Observing the textual differences between the British Library's Add MS 10027 and the RRIISS' "Fragmenta Historiae Pisanae," the first and arguably most important difference, which has the greatest potential to influence historical research going forward, is is the fact that the RRIISS version is missing twenty-four lines which appear on f. 39v of the British Library's manuscript.
Vanni di Nuccio di Lanibardo
Neruccio suo figliuolo e i fante suo
Coscio e Lambando fratello de stesso Vanni
Coscio di Tecco e uno suo nipote
Nocco di Lupo pelliccia
Vogiunta panino Maghinardo
Vanni di Lando coraio
Anco lo suo figluolo
Lo filuolo di Cierino
Due donne da Campo
Due donne di Vau di Serchio
Una fanciulla da Sancto Lorenso
Uno gargione che portava la carne
Cieccarello del Piglio fratello di Piglio e col fratello Giovanni
Christofano lanberti tavernaio
Cieninno dela Spina tavernaio
Persavalli notaio del castello di castro e cierti autri
Homini e femine"
This is a lot of information to choose to leave out arbitrarily, so one can assume that the manuscript used by the RRIISS editor did not have this text to begin with. More important is what is contained in these twenty-four lines. The RRIISS includes a comment that in the British Library's manuscript immediately precedes the list of people describing how the "below written men (l'infrascritti homini) were lost following a storm on the 15th of June 1337. This would indicate that a list would follow, but does not, so we assume that this is an indication that it did not exist in the manuscript used by the RRIISS editors.
The list speaks of normal citizens of Pisa, including the little son of Cierino (lo filuolo di Cierino), someone who delivers meat (Uno gargione che portava la carne), and Persavalli, a notary of the castle of Castro (Persavalli notaio del castello di castro). It also includes a few women who are named with some level of specificity: Two women from Campo (Due donne da Campo), two women from Val di Serchio (Due donne di Vau di Serchio), and one maiden from Sancto Lorenso (Una fanciulla da Sancto Lorenso). As a group of average Pisans, their presence in the chronicle is remarkable, even moreso for the women of the list. This presence of non-elites, an underrepresented group in medieval history, in the text makes these lines an undeniably important portion of the chronicle. Their representation in the British Library's manuscript makes it an attractive alternative to the RRIISS version.

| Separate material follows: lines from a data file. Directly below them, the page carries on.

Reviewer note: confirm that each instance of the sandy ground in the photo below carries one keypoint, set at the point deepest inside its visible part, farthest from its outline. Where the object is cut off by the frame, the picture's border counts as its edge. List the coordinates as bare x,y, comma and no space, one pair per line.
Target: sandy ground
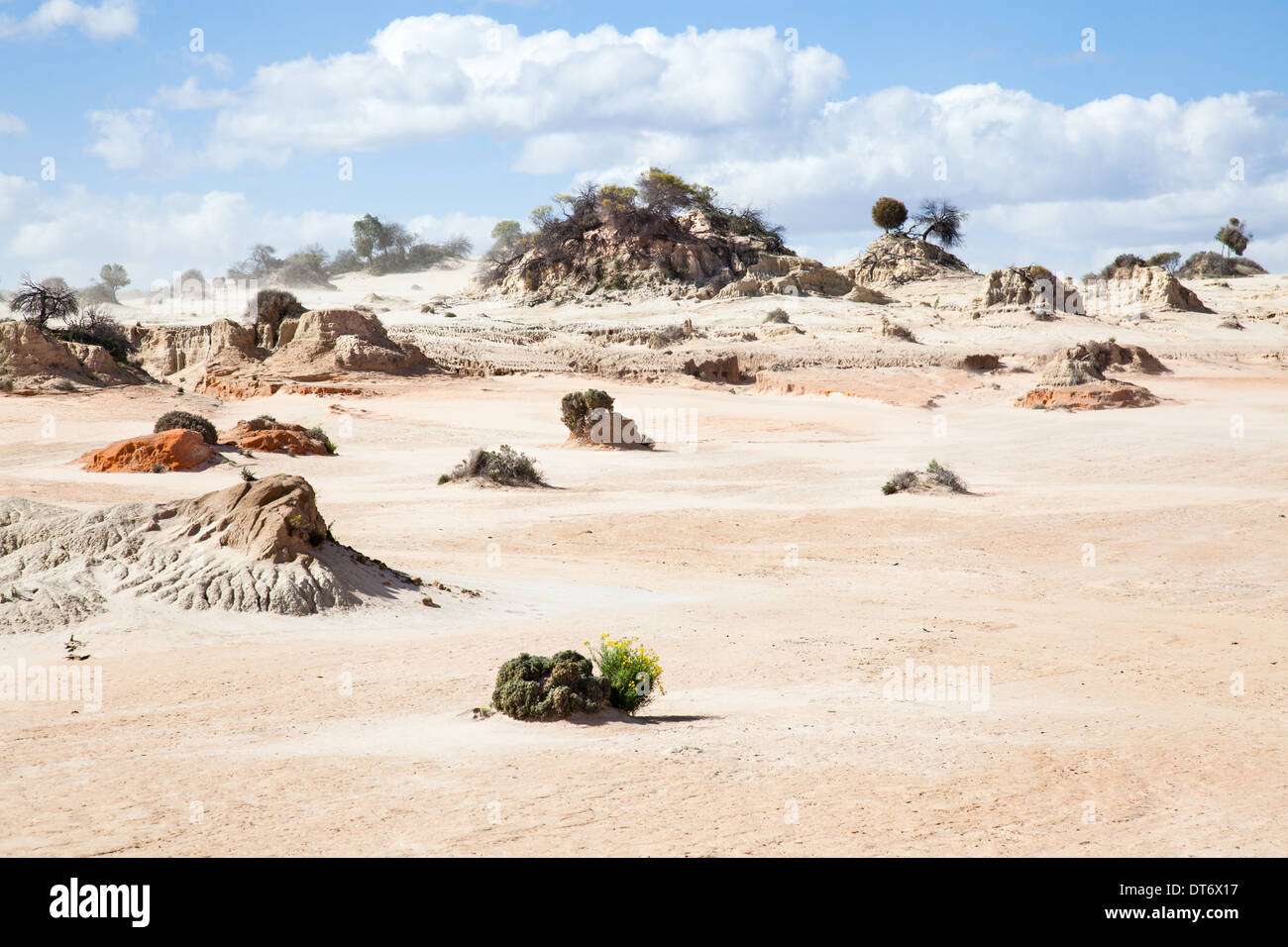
1120,575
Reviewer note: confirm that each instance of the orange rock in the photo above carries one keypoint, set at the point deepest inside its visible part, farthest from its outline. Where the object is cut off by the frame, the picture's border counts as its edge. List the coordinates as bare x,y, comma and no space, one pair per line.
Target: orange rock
171,450
1089,397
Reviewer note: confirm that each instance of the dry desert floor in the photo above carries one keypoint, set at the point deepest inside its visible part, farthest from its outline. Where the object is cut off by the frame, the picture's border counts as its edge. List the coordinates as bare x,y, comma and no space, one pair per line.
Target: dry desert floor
1119,574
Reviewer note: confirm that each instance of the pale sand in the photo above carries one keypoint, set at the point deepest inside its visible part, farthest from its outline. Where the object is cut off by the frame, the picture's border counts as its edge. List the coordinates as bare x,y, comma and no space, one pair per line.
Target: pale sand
1111,684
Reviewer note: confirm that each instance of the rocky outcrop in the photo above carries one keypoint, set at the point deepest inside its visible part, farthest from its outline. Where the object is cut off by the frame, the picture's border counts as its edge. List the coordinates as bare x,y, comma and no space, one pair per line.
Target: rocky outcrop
1091,397
273,437
163,453
38,361
1034,287
720,369
683,256
1109,356
1074,380
258,547
1214,265
167,350
784,274
1140,287
894,260
978,363
245,361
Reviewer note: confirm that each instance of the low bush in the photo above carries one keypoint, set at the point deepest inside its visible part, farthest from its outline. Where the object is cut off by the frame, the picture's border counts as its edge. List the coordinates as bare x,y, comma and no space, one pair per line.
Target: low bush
274,305
170,420
93,326
502,466
531,686
576,407
934,475
631,671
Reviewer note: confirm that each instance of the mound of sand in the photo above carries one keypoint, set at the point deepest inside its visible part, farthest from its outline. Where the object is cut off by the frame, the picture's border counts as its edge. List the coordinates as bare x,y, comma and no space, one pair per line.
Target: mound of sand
1150,287
785,274
233,361
679,257
170,450
1074,379
271,437
1109,356
894,260
1035,287
258,547
1210,264
37,361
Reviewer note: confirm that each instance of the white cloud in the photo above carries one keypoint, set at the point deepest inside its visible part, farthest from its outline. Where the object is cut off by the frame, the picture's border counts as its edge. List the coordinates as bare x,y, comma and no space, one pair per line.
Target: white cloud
72,231
129,138
436,230
191,97
738,110
441,76
111,20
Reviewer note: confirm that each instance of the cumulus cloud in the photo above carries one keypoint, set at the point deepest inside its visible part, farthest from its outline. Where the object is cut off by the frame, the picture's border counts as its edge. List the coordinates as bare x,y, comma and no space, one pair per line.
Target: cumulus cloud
110,20
72,231
442,76
128,138
191,97
764,124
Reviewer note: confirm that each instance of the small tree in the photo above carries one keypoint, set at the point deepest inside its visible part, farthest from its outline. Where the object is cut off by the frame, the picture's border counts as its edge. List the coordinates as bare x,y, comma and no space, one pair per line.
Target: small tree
114,277
889,214
941,222
506,234
1234,236
1170,261
42,302
366,234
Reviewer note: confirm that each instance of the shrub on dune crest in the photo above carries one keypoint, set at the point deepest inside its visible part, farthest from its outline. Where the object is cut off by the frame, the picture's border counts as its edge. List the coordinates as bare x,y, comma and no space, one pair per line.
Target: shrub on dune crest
502,466
934,476
531,686
183,419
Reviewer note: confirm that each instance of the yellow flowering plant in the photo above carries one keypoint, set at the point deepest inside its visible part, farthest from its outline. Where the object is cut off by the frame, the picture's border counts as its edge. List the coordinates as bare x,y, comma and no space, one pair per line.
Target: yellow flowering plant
631,669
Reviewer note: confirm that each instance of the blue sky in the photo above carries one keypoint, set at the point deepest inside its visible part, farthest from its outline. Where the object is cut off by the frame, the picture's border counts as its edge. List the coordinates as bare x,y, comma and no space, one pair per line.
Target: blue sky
166,158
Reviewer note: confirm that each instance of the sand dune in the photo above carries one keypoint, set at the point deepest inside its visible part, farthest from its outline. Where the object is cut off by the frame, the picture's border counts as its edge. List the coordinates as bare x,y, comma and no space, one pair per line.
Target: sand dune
1115,571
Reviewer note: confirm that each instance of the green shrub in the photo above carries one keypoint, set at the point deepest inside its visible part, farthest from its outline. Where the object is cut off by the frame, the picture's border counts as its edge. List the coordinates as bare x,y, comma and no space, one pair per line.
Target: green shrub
274,305
531,686
631,671
934,474
502,466
576,407
900,482
171,420
944,476
889,214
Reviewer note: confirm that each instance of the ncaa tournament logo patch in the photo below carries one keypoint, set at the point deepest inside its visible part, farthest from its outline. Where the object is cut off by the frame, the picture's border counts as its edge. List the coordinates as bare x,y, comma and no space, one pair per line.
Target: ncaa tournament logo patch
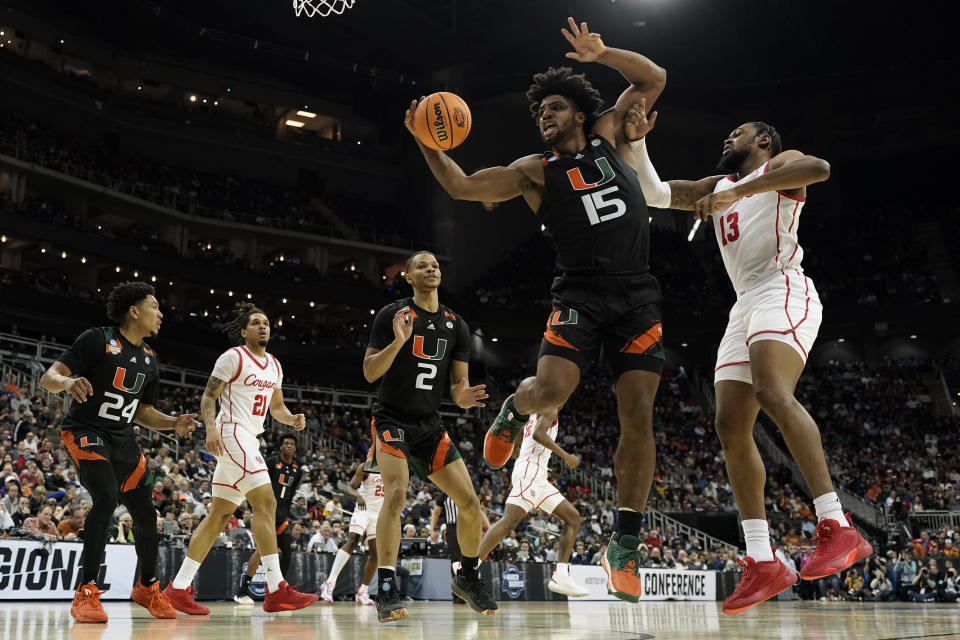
512,581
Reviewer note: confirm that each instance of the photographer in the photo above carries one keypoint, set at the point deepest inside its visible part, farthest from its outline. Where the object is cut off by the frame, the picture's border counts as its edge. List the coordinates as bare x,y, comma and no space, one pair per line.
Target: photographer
853,585
924,586
947,587
880,586
906,570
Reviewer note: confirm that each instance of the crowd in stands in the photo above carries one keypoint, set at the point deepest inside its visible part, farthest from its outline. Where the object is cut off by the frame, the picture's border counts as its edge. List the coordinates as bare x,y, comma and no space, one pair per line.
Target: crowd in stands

It also suggests a possible intended audience for the text. The chronicler does not often consider the human cost of the episodes recounted in the chronicle, and when he does here, it is not the important political figures that are mentioned, but instead the "everyman" Pisans who were killed. Why would the chronicler point to these people? Is it because he intended this work to be read by other people like this instead of people in power?